Londres, mayo 1857
CUANDO Mazzini lo incluye en la misión, Tierra de Nadie no lo duda ni un instante. Después de ocho años de inercia, el regreso a la acción lo exalta, lo reconcilia con su verdadera naturaleza, anula todas las desconfianzas que se han ido acumulando en el tiempo, borra las dudas residuales sobre el método revolucionario, resuena en su alma con el fragor de un crescendo rossiniano. Vencer o morir.
Pero un pensamiento lo obsesiona: la Bruja. ¿Tendrá el valor de decírselo o preferirá marcharse a hurtadillas, como un ladrón en la noche, dejando una inútil carta de justificación? ¿Qué la herirá menos: una fuga repentina o la espera del abandono? Tierra nunca ha sido hábil con las palabras y un extraño miedo crece en él a medida que se acerca el momento de la revelación. Si ella le pidiera que no se fuese, ¿resistiría o se rendiría? Se confía a Mazzini.
—Puedes ir o no ir.
—Maestro…
Mazzini lo detiene con un gesto hierático.
—Demasiadas sombras de compañeros muertos visitan ya mis pesadillas, Tierra. No solo se sirve a la causa derramando sangre. Pero no puedo ser yo quien resuelva tus dudas. Cualquiera que sea tu decisión, te pido que mantengas el más absoluto secreto. El hecho solo debe conocerse a posteriori. Todo depende de ello.

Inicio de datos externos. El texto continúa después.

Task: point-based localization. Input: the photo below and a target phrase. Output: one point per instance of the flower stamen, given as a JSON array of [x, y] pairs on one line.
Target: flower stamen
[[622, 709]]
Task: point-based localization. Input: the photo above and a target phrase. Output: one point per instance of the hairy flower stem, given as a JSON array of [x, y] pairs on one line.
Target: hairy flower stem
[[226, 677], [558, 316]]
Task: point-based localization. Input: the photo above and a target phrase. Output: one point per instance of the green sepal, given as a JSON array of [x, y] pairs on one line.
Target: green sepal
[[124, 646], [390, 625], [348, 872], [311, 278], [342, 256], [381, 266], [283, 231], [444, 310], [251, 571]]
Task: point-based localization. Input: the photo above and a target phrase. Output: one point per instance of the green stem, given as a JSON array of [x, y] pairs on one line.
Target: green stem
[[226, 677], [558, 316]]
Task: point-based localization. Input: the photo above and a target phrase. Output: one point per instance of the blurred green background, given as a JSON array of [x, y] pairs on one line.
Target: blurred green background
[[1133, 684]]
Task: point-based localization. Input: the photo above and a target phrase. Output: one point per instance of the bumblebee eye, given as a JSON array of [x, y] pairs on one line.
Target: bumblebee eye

Tierra decide que se irá. Y no hablará con la Bruja. La carta le parece el mal menor.
Pero la víspera de su marcha, cuando salía de la Escuela Italiana, donde acaba de enseñar a un grupo de vivaces chavales a tallar una maqueta de velero, ella se le puso delante.
—Llévame contigo.
—¿Dónde?—pregunta Tierra, con fingido asombro.

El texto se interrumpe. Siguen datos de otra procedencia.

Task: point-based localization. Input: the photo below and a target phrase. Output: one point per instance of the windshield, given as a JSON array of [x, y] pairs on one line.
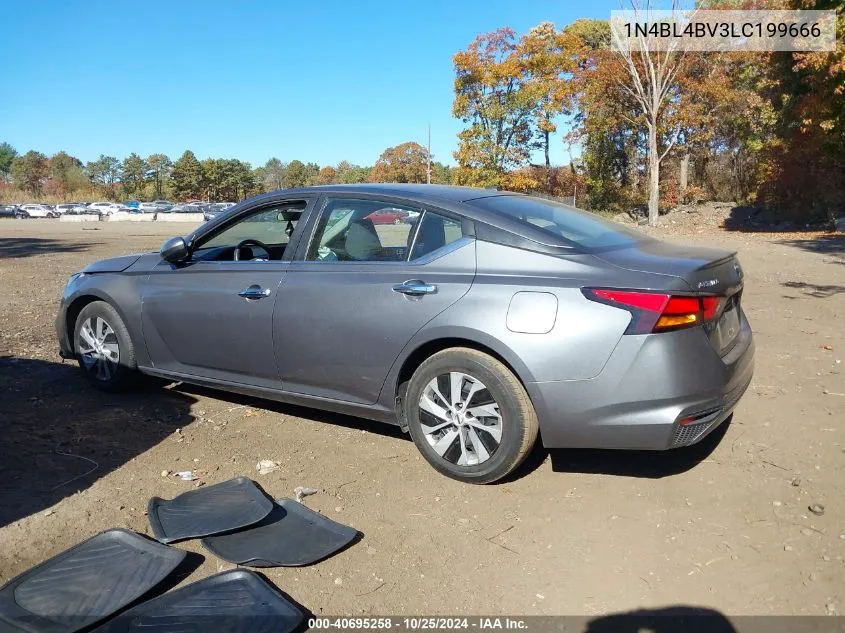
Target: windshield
[[586, 230]]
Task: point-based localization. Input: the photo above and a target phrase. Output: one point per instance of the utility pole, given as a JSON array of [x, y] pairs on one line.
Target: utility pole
[[428, 157]]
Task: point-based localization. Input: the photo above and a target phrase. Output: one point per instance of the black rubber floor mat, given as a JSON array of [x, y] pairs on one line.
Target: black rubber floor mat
[[290, 536], [223, 507], [236, 601], [86, 583]]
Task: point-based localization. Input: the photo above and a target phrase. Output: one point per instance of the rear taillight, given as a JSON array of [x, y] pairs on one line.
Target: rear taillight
[[657, 312]]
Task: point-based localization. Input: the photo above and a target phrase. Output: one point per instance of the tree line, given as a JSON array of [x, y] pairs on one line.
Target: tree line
[[762, 128], [65, 177]]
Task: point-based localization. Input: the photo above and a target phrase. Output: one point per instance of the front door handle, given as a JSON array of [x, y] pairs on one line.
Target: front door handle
[[254, 292], [415, 288]]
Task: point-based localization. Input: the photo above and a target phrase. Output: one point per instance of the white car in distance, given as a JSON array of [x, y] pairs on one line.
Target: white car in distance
[[37, 211]]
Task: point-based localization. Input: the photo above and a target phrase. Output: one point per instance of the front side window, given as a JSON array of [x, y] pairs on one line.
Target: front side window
[[262, 235], [359, 230]]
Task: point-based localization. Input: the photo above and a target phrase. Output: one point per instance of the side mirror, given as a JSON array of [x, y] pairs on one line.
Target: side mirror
[[174, 250]]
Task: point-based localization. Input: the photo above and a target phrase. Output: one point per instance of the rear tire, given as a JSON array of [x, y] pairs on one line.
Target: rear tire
[[469, 415], [104, 348]]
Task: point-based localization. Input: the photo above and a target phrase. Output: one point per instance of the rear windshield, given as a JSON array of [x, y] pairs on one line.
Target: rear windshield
[[584, 230]]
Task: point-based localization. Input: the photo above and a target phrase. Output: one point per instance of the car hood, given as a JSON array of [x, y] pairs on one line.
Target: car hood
[[113, 264]]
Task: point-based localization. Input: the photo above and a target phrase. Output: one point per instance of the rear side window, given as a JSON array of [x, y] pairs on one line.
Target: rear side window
[[435, 231], [584, 230]]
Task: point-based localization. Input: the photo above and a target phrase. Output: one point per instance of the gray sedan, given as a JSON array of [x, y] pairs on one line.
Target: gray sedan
[[484, 319]]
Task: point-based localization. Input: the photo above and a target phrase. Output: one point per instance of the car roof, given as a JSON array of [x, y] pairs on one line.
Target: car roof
[[404, 190]]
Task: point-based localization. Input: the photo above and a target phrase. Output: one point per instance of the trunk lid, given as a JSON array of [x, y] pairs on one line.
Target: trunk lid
[[707, 271]]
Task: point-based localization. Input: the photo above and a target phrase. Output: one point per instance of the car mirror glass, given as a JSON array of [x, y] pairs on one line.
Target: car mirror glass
[[174, 250]]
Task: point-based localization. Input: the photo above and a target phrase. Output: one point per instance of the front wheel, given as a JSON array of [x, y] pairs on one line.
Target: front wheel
[[470, 416], [103, 347]]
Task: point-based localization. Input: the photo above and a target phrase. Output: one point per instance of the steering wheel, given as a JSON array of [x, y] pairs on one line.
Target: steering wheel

—Cuando mientes, te pones colorado.
—Es un secreto.
—¿Secreto? ¿Entre nosotros?
—No puedo, perdóname. Si hablara, los traicionaría a todos.
La Bruja lo mira, serena y, al mismo tiempo, con determinación. Tierra sabe que de aquellos ojos emana una fuerza misteriosa, a la cual no se puede resistir. No puede desviar la mirada. El flujo energético lo arrolla. Es una energía que traspasa como una flecha incandescente, que arde como un fuego devastador.
—¡Maldición, Bruja! Voy a Italia. Con Carlo Pisacane. Atacaremos por el sur y subiremos por la península. Todo o nada.
Tierra argumenta, disputa, justifica. La Bruja escucha aquellas palabras de destrucción, valor y muerte. Tierra es lúcido, apasionado. Construir Italia, ese sueño. Antes de construir, sin embargo, hay que destruir el viejo edificio. La Bruja duda. Siempre ha creído que la construcción era un acto de alegría, un deseo proyectado hacia el futuro. Mientras que la destrucción son escombros, ruinas, muerte. Pero Tierra es convincente. No se puede construir sin antes destruir.
Pero ¿qué números—se pregunta la Bruja—, qué números encarnan la construcción, y cuáles la destrucción? ¿Qué alimenta la dialéctica entre los dos extremos? Y Tierra… De repente, el pensamiento de que pudiera no volver, que una bala pudiera apagar aquellos ojos ardientes, detener el latido del corazón contra el cual encuentra cada noche la paz y del que surge la pasión, el pensamiento de perderlo todo cancela cualquier otra consideración.
Olvida los números y las teorías, y como cualquier otra criatura que sufre, como el cabrito separado de la madre, como el cordero que tiembla entre los brazos del pastor, la Bruja llora. Su llanto silencioso y absoluto atormenta a Tierra más de cuanto pueda decirse, más que la incertidumbre por el resultado de la aventura; abre un surco en su corazón. Por primera vez, el deber le parece un muro infranqueable y hostil. Sin embargo, sabe que irá.
Salen juntos de la Escuela Italiana, sosteniéndose entre ellos como náufragos, bajo las miradas curiosas de los niños. No se fijan en el obrero que les observa subir a un modesto coche, en el gesto que dirige a los dos hombres sentados en el pescante de una calesa tirada por un rocín todo piel y huesos.